Case ID: tex_43/html/0138-01.html
Source: Caselaw Access Project
Author: {"author": "Devine, Associate Justice.", "license": "Public Domain", "url": "https://static.case.law/"}
Date Created: 2024-08-24T03:29:51.129683

Dick Shackelford v. The State.
    1. Continuance.—When the requisites of the statute which entitle a party to the continuance of his cause have been complied with, and no fact is shown to discredit or falsify the affidavit which shows them, the continuance becomes a matter of right to him who aslts it, and cannot be refused on the ground that the court offered to postpone the trial of the ease for two weeks after it was called for trial to enable the party to procure the attendance of witnesses.
    2. Evidence—Declarations.—When the declarations made by a witness to one accused of crime, charging him with it, are given in evidence by the State, the defendant is entitled, on cross-examination, to have in evidence the response made to the accusations.
    3. Bes gestas.—The statements of one accused of theft, when first arrested, after being found in possession of stolen property, but against whom the evidence of guilt is only circumstantial, constitute part of the res gestee, and are admissible in evidence in his defense.
    4. Practice.—It is the duty of the court to check all assaults on the character, motives, or conduct of counsel, made in argument of a cause, and when admonition fails, to enforce obedience by fine and imprisonment.
    Appeal from Johnson. Tried below before the Hon. A. J. Hood.
    There is nothing in the facts of this case, which are somewhat voluminous, that make their statement necessary to a proper understanding of the opinion.
    
      George Clark, Attorney General, for the State.
   Devine, Associate Justice.

In this ease appellant was convicted on the charge of having stolen a mule, the property of Ambrose House.

The defendant’s motions in arrest of judgment and for a new trial being overruled, it is brought before us on six bills of exceptions, and the following assignments of error: 1st. That “ the court erred in overruling defendant’s motion for a continuance.” “ 2d. The court erred in the admission of and rejection of testimony, and to the ruling in regard to the closing speech of the district attorney, all as shown in the bills of exceptions.” “3d. The court erred in giving instructions to the jury, and refusing the instructions asked by defendant.”

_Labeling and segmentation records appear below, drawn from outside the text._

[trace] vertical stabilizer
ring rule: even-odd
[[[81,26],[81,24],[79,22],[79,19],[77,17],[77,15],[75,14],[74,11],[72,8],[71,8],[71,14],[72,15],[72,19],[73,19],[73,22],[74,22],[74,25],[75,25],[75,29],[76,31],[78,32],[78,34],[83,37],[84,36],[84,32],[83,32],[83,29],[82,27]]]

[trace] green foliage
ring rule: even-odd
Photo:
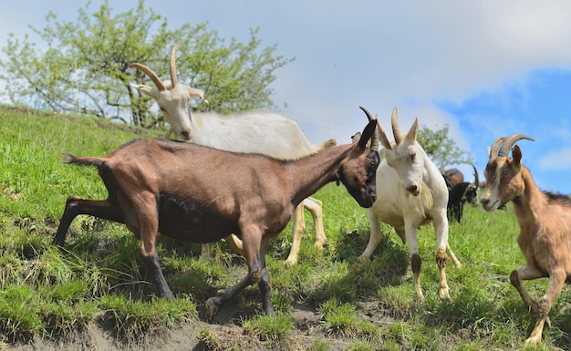
[[[294,327],[294,320],[288,315],[259,315],[244,322],[247,335],[255,336],[263,342],[287,342]]]
[[[431,130],[426,126],[420,126],[417,136],[419,144],[429,155],[436,166],[443,170],[445,167],[453,164],[473,163],[470,153],[461,150],[448,135],[448,125],[438,130]]]
[[[151,99],[130,86],[146,84],[148,78],[129,65],[141,63],[167,79],[169,54],[179,43],[181,81],[211,98],[201,108],[227,112],[274,107],[274,71],[292,59],[275,56],[276,46],[262,46],[259,28],[251,29],[250,40],[241,43],[221,38],[206,24],[170,29],[167,19],[144,0],[119,14],[107,1],[94,12],[89,5],[79,6],[77,22],[58,22],[50,12],[44,29],[31,26],[47,47],[45,52],[27,36],[9,36],[2,49],[7,58],[0,61],[5,74],[0,78],[6,81],[5,94],[13,103],[152,127],[162,117],[152,112]]]
[[[95,170],[61,164],[60,154],[106,155],[140,138],[140,130],[5,106],[0,106],[0,119],[2,342],[57,340],[88,326],[112,331],[118,341],[144,342],[166,336],[171,325],[199,318],[206,299],[245,275],[244,259],[232,253],[223,241],[212,245],[206,260],[197,257],[198,245],[160,236],[159,257],[175,294],[165,301],[150,297],[154,291],[146,280],[140,243],[124,225],[78,216],[63,250],[52,247],[67,196],[107,196]],[[450,244],[462,263],[446,270],[451,301],[441,301],[437,293],[434,228],[420,228],[420,283],[426,298],[420,304],[414,299],[406,245],[394,231],[382,225],[384,238],[372,260],[358,263],[369,240],[367,212],[335,184],[315,196],[324,202],[328,246],[323,252],[313,247],[313,223],[306,216],[297,265],[283,264],[291,246],[291,225],[267,249],[276,315],[259,315],[259,291],[252,285],[223,305],[225,317],[212,327],[192,328],[200,334],[199,346],[523,348],[535,318],[509,283],[512,270],[524,264],[511,204],[494,213],[467,207],[464,222],[451,223]],[[536,299],[545,294],[546,280],[524,285]],[[524,349],[569,349],[570,293],[566,285],[555,301],[542,345]],[[233,325],[232,332],[225,329],[226,322]]]
[[[190,298],[176,301],[155,298],[133,301],[130,296],[104,295],[99,308],[105,311],[103,324],[115,336],[129,342],[141,342],[149,336],[161,335],[173,324],[196,318],[196,305]]]

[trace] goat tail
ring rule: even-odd
[[[96,166],[99,167],[105,162],[106,159],[100,157],[79,157],[70,153],[64,153],[64,163],[73,163],[81,166]]]
[[[316,148],[316,152],[317,151],[321,151],[322,150],[330,148],[332,146],[336,146],[337,144],[337,140],[335,139],[330,139],[327,141],[317,145],[317,147]]]

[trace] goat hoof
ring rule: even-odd
[[[214,297],[206,300],[204,306],[206,307],[206,317],[209,322],[212,322],[216,316],[216,314],[218,314],[218,305],[214,302]]]

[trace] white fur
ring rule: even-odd
[[[392,112],[393,130],[398,127],[397,108]],[[369,258],[380,241],[379,222],[395,228],[406,242],[409,253],[419,254],[417,228],[430,222],[436,229],[439,250],[448,251],[457,266],[460,263],[448,244],[448,189],[444,178],[436,165],[429,159],[422,147],[416,141],[418,119],[406,135],[395,136],[399,139],[389,139],[381,128],[378,128],[384,150],[379,151],[380,164],[377,169],[377,201],[369,209],[370,238],[359,259]],[[415,273],[417,296],[422,300],[418,274]],[[439,293],[441,297],[450,297],[443,270],[441,272]]]
[[[200,98],[206,100],[206,96],[202,90],[180,83],[175,83],[172,87],[171,81],[178,81],[174,66],[177,49],[178,46],[175,46],[171,54],[171,80],[155,82],[158,85],[162,83],[164,90],[145,85],[132,85],[157,101],[165,120],[170,125],[165,138],[174,134],[175,139],[198,145],[234,152],[260,153],[278,160],[299,159],[325,147],[335,145],[335,140],[329,140],[322,145],[312,145],[297,123],[275,112],[254,110],[225,116],[214,112],[192,114],[191,98]],[[148,67],[144,68],[151,71]],[[300,206],[307,208],[313,215],[316,226],[315,245],[318,249],[323,249],[327,244],[327,238],[323,226],[322,202],[317,199],[307,198]],[[297,263],[299,242],[305,231],[303,208],[296,211],[293,218],[294,240],[292,250],[286,261],[286,265]],[[234,250],[240,252],[242,243],[239,239],[235,236],[230,239]],[[207,250],[206,246],[202,247],[203,253],[206,253]]]

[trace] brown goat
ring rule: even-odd
[[[530,171],[522,165],[522,150],[517,145],[512,150],[512,158],[507,157],[510,148],[522,139],[533,140],[514,134],[494,141],[484,170],[486,186],[481,202],[489,212],[510,201],[514,203],[520,226],[517,243],[525,256],[525,265],[512,272],[510,282],[537,318],[525,344],[537,344],[545,322],[547,325],[551,324],[547,315],[554,301],[566,280],[571,283],[571,199],[540,191]],[[547,291],[535,302],[522,285],[522,280],[544,277],[549,279]]]
[[[379,166],[376,125],[376,120],[369,123],[351,144],[296,160],[152,139],[125,144],[107,158],[67,155],[67,163],[98,167],[109,197],[67,198],[54,243],[64,244],[78,214],[124,223],[140,239],[140,253],[158,294],[172,298],[159,263],[157,233],[201,243],[237,233],[248,274],[208,299],[207,315],[213,318],[223,302],[254,283],[264,311],[272,314],[265,268],[268,242],[286,228],[304,199],[330,181],[342,182],[359,205],[373,204]]]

The first assignment of error requires a reversal of the judgment. The defendant was indicted on the 12th day of August, 1874. On the 26th of the same month the cause, among others, was called for such action “as to the court seemed lawful.” When defendant’s counsel moved the court to grant a continuance until' the next term, the affidavit in support of the motion stating that Elliott and Russell, residents, of Comanche county, and D. B. Blackburn, a resident of Parker county, and E. Golding, a resident of Johnson county, were material witnesses for his defense; that he had used due diligence to procure their attendance by causing attachments to issue from the district clerk’s office on the day of his indictment by the grand jury; that they were duly mailed; that, not content with this diligence, his attorney sent one Van Meredith with additional attachments to Comanche county; that the witnesses were temporarily absent; that the attachment to Parker county for Blackburn was returned not served; that he was informed a second attachment had been sent for Blackburn by order of the court, and not yet returned; that a subpoena had been issued for Golding, a.resident of the county, a week before, and not served, Golding being temporarily absent in Hill county, and facts were stated that, if shown on the trial, would have been material to his defense.

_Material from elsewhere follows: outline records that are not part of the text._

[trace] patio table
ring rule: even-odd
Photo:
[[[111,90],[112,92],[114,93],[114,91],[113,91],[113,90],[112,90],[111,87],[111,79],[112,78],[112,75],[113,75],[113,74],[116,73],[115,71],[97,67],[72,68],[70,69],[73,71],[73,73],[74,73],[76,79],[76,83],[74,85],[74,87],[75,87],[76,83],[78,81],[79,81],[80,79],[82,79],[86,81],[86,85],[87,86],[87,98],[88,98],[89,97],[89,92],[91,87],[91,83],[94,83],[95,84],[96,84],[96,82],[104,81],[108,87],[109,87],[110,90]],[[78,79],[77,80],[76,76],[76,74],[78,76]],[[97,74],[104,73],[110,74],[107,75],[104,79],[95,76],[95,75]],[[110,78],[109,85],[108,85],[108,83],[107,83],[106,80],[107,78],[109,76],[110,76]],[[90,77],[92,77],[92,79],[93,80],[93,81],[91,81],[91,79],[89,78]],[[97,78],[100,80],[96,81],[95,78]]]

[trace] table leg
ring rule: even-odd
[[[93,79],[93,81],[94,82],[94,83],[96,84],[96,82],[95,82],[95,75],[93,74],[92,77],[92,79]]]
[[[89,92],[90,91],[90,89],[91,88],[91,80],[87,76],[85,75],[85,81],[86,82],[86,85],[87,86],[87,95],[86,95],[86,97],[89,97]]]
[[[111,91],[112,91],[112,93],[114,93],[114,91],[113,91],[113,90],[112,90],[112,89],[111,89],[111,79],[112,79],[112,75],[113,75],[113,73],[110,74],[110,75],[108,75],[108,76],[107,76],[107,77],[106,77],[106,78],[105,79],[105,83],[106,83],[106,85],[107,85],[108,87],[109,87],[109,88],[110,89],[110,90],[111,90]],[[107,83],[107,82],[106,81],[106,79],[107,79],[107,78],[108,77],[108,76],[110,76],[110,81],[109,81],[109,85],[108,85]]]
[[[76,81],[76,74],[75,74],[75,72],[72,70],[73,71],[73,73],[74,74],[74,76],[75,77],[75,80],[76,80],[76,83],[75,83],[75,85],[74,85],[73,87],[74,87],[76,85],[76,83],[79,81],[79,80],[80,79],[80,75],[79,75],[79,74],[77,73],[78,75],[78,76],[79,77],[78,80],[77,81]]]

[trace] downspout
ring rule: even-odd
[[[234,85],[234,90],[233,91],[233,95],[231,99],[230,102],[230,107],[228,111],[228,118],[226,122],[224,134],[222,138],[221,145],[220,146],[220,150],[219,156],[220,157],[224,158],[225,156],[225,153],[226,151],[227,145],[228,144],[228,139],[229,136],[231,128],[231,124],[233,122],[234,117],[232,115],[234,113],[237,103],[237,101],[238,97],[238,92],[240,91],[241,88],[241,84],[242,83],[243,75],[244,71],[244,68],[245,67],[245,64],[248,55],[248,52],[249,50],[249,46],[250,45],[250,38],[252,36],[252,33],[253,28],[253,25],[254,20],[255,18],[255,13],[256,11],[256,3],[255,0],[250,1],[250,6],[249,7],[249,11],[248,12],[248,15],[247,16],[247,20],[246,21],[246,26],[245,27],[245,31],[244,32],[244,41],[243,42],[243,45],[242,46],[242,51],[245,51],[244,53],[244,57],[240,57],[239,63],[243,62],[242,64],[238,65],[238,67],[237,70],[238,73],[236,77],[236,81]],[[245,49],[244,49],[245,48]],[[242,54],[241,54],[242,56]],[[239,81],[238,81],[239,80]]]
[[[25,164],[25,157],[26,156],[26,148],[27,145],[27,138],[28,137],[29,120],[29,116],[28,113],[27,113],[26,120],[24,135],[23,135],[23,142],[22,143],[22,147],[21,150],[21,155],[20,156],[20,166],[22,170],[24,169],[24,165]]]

The affidavit stated all and more than is required on the first application for a continuance, and. nothing appears from the exception taken that shows what was stated was not true. The only question raised was the supposed w*ant of diligence in securing the attendance of the witnesses. The sheriff and magistrate who committed the accused stated he had been committed, in default of a thousand dollars’ bail, to the county jail on the 28th of March, 1874; that he remained for safe-keeping in Hood county jail until the indictment was presented, when he was removed on that day to the jail of Johnson county, on which day his application for attachments were made and the same were issued. These facts do not show a want of due diligence.

The fact that the court offered to postpone the trial oí the case for two weeks, and issue attachments and send the sheriff or his deputy for the witnesses, and that defendant’s counsel refused the offer and declared that his affidavit for a continuance was' ready to be presented, cannot defeat his legal right to a continuance on this his first application, when all the demands of the code were fully complied with and no fact is shown to discredit or falsify his statements.

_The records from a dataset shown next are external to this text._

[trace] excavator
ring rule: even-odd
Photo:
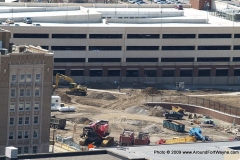
[[[71,77],[65,76],[63,74],[57,73],[55,79],[55,85],[53,85],[53,89],[58,88],[59,79],[63,79],[65,81],[70,82],[69,89],[70,91],[66,91],[66,94],[76,95],[76,96],[85,96],[87,95],[87,86],[78,85],[74,82]]]

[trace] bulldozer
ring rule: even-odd
[[[70,91],[66,91],[66,94],[76,95],[76,96],[87,95],[87,86],[78,85],[77,83],[74,82],[74,80],[71,77],[65,76],[60,73],[56,74],[55,85],[53,85],[53,90],[58,88],[59,79],[63,79],[65,81],[70,82],[69,84]]]
[[[101,147],[109,147],[114,144],[114,138],[109,136],[108,121],[92,122],[83,128],[79,144],[88,146],[94,144]]]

The objection to the admission and refusal of evidence, so far as the same is referred to in the second and third bills of exceptions, requires no further notice than the statement that the time the prisoner had been in jail and the amount of bail required were irrelevant matters, and should not in this case have been introduced by the State. When the owner of the mule and witness for the State testified to wThat he said to the prisoner in charging him with having stolen his mule, the accused had a right, on the cross-examination, to ask the witness what accused said in reply to the accusation of theft by the State’s witness. Such question cannot be considered as irrelevant, or tending to elicit irrelevant matter, and it was error to exclude it

The statements of defendant, after he was overtaken by his pursuers in Erath county, were, we believe, under all the circumstances of this case, admissible. The proof against the accused was entirely circumstantial—how strong or weak, it is not proper to say. He was found in the possession of the animal by the persons sent by the owner to recover the mule. We believe the statements of the accused constituted a part of the “res gesiceand should have been admitted. It is often difficult to determine as to the admissibility or exclusion of the statements or explanations offered by an accused person. It is safer, if there be a question of doubt or uncertainty, to solve the doubt by ruling in favor of the accused.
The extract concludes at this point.